The ruling means that the layout of Apple’s stores are now registered as a trademark in both the US and EU.

Image: AP Photo/Elise Amendola

APPLE HAS MANAGED to secure a court ruling allowing it to trademark the layout of its stores across the EU.

The ruling, made by the European Court of Justice (ECJ) today, was granted because it fulfilled three main criteria for a trademark: they constitute a sign, they can be represented in a graphic and they can distinguish the goods or services sold by one company from those to another.

Apple already has a similar trademark for the layout of its stores in the US which was granted in 2010. When it first tried to extend this internationally in 2013, the German patent office objected.

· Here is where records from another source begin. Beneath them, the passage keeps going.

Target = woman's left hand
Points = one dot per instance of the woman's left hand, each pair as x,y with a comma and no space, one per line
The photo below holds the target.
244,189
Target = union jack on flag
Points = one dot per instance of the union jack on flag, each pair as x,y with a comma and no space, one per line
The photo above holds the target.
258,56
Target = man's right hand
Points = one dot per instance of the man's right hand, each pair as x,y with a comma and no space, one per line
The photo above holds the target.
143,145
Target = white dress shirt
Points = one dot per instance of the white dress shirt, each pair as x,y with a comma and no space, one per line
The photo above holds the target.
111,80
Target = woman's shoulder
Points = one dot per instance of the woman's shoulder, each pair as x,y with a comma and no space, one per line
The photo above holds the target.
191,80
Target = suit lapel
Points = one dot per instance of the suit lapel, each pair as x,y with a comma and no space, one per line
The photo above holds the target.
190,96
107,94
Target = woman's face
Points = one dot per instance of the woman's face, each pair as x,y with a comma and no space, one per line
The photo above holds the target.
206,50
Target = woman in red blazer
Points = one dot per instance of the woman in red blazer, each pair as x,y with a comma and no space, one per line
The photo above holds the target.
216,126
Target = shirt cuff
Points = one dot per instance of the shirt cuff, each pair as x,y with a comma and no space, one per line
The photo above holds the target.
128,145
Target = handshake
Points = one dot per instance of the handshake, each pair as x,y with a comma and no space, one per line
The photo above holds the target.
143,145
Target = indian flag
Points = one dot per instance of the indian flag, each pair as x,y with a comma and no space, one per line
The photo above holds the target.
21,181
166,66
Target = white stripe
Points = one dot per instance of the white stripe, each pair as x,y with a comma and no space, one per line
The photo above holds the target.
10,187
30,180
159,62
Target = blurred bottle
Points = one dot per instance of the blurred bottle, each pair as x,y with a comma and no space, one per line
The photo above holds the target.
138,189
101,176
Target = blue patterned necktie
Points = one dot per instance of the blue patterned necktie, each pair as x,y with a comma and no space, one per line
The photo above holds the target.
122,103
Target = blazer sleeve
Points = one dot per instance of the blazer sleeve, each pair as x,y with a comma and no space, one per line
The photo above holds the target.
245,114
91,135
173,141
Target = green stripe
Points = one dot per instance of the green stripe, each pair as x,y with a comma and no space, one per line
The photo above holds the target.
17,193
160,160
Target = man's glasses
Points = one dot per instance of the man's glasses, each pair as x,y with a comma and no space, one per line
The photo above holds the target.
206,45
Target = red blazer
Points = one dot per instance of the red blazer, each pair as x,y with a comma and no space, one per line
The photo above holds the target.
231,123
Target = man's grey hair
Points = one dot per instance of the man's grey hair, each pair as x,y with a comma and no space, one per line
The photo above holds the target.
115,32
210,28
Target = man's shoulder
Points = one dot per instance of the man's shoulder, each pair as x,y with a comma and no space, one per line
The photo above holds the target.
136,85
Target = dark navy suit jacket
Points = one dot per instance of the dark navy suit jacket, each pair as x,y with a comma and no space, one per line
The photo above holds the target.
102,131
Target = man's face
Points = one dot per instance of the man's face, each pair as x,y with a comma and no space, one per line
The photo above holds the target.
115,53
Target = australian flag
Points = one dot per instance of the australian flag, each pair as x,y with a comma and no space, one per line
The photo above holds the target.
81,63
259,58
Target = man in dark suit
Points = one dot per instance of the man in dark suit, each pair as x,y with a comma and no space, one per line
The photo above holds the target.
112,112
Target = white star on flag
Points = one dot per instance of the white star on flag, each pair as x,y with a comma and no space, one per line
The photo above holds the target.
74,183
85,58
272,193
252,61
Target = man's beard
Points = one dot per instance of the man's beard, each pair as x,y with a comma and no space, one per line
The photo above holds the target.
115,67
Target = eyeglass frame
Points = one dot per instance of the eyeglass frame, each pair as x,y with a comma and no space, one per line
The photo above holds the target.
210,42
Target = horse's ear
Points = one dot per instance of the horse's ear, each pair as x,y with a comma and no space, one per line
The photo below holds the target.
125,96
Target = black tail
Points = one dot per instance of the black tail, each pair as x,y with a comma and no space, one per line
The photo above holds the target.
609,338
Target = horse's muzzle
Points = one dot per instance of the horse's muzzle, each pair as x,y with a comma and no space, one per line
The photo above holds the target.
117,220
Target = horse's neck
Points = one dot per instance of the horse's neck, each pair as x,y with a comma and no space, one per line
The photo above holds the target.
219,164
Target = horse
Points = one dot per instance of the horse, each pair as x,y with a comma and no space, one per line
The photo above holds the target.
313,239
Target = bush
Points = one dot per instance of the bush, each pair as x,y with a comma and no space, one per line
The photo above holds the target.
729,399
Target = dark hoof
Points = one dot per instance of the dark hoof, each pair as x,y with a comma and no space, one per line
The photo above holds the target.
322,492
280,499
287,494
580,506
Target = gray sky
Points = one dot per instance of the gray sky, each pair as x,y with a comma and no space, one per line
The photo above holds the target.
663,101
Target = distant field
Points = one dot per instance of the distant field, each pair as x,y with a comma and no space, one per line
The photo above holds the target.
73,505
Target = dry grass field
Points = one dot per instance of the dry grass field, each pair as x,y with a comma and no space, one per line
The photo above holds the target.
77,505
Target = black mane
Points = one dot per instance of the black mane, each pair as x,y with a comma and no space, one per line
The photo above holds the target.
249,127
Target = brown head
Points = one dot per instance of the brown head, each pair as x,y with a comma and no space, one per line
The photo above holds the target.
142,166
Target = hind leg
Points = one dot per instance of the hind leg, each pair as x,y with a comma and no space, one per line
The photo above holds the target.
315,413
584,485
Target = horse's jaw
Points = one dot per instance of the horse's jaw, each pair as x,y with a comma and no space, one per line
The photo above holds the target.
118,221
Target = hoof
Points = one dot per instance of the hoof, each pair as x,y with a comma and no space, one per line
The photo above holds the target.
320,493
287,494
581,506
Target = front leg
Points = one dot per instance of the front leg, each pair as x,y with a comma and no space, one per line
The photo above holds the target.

It claimed that the layout of a store can’t be a trademark by itself, which resulted in Apple taking the decision to court. The German courts then referred the case to the ECJ for its judgement.

The ECJ granted the trademark saying that the layout of the store can be one provided it’s capable of distinguishing its services from other similar businesses.

The Court emphasises, however, that the fact that a sign is generally capable of constituting a trademark does not imply that the sign necessarily possesses a distinctive character within the meaning of the directive. This character must be assessed in practice by reference to, first, the goods or services in question and, second, the perception of the relevant public.

It is also by a case-by-case assessment that the competent authority must determine whether the sign is descriptive of the characteristics of the goods or services concerned, or whether it gives rise to one of the other grounds for refusing the registration laid down in the directive.

The ruling, which is final and binding for the German court, means that rivals cannot replicate the same style in their own stores.